- Directed by: Philippe Talavera
- Written by: Mikiros Garoes
- Produced by: Ombetja Yehinga Organisation
- Starring: Alejandro Cooper Hernandes Goanakgosi Treazurique Titus
- Release date: 1 February 2024;
- Running time: 104 minutes
- Country: Namibia
- Language: Afrikaans

= Lukas (2024 film) =

2024 Namibian film

Lukas is a 2024 Namibian film directed by Philippe Talavera. The film is based on real-life stories of street children in Windhoek, Namibia, aimed at creating awareness about children who live on the streets. The film stars Alejandro Cooper, who plays young Lukas, Hernandes Goanakgosi, and Treazurique Titus.

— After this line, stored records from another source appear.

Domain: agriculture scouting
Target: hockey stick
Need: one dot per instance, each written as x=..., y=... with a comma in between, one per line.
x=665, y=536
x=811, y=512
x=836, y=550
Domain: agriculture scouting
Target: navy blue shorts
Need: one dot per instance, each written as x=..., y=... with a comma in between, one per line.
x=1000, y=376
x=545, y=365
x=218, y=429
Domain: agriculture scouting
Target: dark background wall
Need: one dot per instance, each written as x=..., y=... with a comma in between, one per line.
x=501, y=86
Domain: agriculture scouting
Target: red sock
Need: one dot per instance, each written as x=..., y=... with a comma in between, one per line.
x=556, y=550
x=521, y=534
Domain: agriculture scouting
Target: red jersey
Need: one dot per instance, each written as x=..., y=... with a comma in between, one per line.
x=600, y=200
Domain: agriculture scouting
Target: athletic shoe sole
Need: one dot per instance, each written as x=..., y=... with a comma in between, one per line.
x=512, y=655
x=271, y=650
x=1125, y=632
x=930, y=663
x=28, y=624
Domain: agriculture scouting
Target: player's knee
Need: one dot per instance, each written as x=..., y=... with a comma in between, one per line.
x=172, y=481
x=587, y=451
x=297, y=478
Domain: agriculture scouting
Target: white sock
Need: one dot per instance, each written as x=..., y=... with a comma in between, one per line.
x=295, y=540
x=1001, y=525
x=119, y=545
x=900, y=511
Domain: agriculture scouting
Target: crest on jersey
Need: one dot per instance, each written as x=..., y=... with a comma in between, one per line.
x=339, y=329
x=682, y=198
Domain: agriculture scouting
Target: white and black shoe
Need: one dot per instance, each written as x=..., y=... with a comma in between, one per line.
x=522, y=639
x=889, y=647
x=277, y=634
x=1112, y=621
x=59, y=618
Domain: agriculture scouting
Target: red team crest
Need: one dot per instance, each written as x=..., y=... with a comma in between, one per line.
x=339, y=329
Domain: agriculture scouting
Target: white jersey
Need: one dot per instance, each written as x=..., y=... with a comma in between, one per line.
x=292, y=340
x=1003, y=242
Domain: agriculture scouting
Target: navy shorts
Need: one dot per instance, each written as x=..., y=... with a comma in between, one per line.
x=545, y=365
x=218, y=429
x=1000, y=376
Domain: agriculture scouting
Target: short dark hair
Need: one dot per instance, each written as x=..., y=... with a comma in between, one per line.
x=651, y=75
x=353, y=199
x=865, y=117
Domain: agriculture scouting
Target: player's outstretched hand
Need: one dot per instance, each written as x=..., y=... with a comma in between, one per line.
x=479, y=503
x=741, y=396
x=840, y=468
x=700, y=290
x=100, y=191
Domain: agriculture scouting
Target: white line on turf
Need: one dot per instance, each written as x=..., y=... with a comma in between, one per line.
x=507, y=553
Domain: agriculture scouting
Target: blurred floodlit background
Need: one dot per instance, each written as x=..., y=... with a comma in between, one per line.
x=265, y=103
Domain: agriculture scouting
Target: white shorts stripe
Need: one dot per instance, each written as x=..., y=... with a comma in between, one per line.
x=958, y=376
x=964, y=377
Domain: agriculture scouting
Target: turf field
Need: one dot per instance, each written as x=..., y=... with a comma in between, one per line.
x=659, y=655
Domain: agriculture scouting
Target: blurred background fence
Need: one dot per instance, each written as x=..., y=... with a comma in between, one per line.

The film was first screened at Ster Kinekor, Grove Mall, on 1 February 2024. This was the first Namibian-produced film to be shown in the South African cinema at the Ster Kinekor Rosebank Nouveau as well as at Southgate in Johannesburg.

== Cast ==
The cast of Lukas includes:

- Alejandro Cooper
- Hernandes Goanakgosi
- Treazurique Titus
- Isvaldo Eixab
- Christiano Farmer
- Juanita Ludik
- Justin Tshabalala
- Christian Kariseb
- Dawie Engelbrecht
- Roya Diehl
- Mara Baumgartner
- Lucky Pieters
- Felicity Celento
- Adrian Visagie
- Titus
- Oscar Shikongo
- Sydney Farao

== Production ==
The film is produced by the Ombetja Yehinga Organisation Trust with the support of the Embassy of the Federal Republic of Germany.